You’d think that elected officials would question that number, which results from economic impact studies that defy methodological logic.  After all, if the past nine years in local government have been characterized by anything, it has been extremely tight budgets and the lack of revenues to support government services that are threads holding together the fabric of our community.

And if local government really received $160.4 million a year, the property tax rate for Shelby County could have been reduced by about 55 cents and the property tax rate for City of Memphis by approximately 58 cents.  

You’d think at the least elected officials – and finance officials juggling public budgets in these difficult days – would ask auditors to show them where the $1.4 billion in local tax revenues created by EDGE in the past nine years show up in city and county budgets.

In fact, not asking to track this money is a failure of their most basic responsibility – their fiduciary duties.  That said, if they have any curiosity, they’d want to know why PILOTs here are excessive when compared to other cities our size.

Amazon Case Study

Amazon is both a case study in excessive tax breaks and symptom of low-wage jobs.  Here, the behemoth – 2019 gross profit $115 billion – received a 15-year PILOT that waived $15.2 million in city and county property taxes – $8.6 million county and $6.6 million city – in return for 600 jobs.

However, across the state, Chattanooga’s incentive was $9 million for 11 years for 1,249 jobs.

Memphis now has an Amazon receiving center, a sortation center, a delivery station, and a fulfillment center, and we celebrate them as if they are accomplishing any of our most pressing priorities – raising incomes and upgrading worker skills.
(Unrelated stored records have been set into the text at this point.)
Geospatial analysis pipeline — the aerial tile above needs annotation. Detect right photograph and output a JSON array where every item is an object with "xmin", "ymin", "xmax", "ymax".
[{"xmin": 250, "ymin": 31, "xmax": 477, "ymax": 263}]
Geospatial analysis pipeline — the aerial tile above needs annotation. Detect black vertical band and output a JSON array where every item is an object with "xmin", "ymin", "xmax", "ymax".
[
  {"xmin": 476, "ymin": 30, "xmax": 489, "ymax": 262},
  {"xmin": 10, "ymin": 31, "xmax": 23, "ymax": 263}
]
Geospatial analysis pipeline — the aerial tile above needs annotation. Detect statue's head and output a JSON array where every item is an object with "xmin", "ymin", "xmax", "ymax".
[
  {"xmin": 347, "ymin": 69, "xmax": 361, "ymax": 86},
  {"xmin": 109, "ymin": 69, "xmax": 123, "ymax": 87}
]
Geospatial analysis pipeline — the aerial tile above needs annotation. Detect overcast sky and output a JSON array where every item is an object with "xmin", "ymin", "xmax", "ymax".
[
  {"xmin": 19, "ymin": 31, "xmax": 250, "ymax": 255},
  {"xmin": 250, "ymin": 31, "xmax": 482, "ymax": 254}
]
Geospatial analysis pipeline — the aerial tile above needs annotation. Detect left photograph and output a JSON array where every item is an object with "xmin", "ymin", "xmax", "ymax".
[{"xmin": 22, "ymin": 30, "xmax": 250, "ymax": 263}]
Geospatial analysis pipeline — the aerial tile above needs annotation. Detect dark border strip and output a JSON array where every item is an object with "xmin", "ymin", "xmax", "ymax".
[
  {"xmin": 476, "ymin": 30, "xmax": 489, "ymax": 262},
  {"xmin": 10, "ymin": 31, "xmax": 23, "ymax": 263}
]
It’s a serious price being paid by communities chasing Amazon facilities.  According to a report by the Economic Policy Institute, “when Amazon opens a new fulfillment center, the host county gains roughly 30% more warehousing and storage jobs but no new net jobs overall, as the jobs created in warehousing and storage are likely offset by job losses in other industries.”

That said, Shelby County is hardly an average host county.  We already have a disproportionate share of these kinds of jobs, and it is the major reason that are hourly wages are going in the wrong direction.

PILOT Reform

The opening of an Amazon fulfillment center does not lead to an increase in countywide employment, the study concluded, adding the Amazon fulfillment center is a “completely ineffective” way to boost employment.  That said, it’s also an ineffective way to boost incomes.

Two years ago, the Upjohn Institute studied economic development incentives and recommended the following improvements – all of which would be relevant here:

  • Target incentives at firms with high job multipliers.
  • Target firms that pay a high wage premium.
  • Target created jobs at the locally unemployed.
  • Minimize long-term incentives.
  • Don’t finance incentives by cutting education spending.
  • Focus less on tax incentives and more on incentives that are customized services to small and medium-sized businesses.

In other words, tax breaks should be limited by being targeted and should not sacrifice a broader economic development strategy, which includes investmentments in workforce skills, small and medium-sized business development centers, customized job training, place-based development, and quality of life.

Back to the main point, the success of the PILOT programs should be based on their positive impact on incomes. It’s on that measurement that they are failing.

Change will only come when decisionmakers are not only interested in the number of jobs but more importantly, their quality.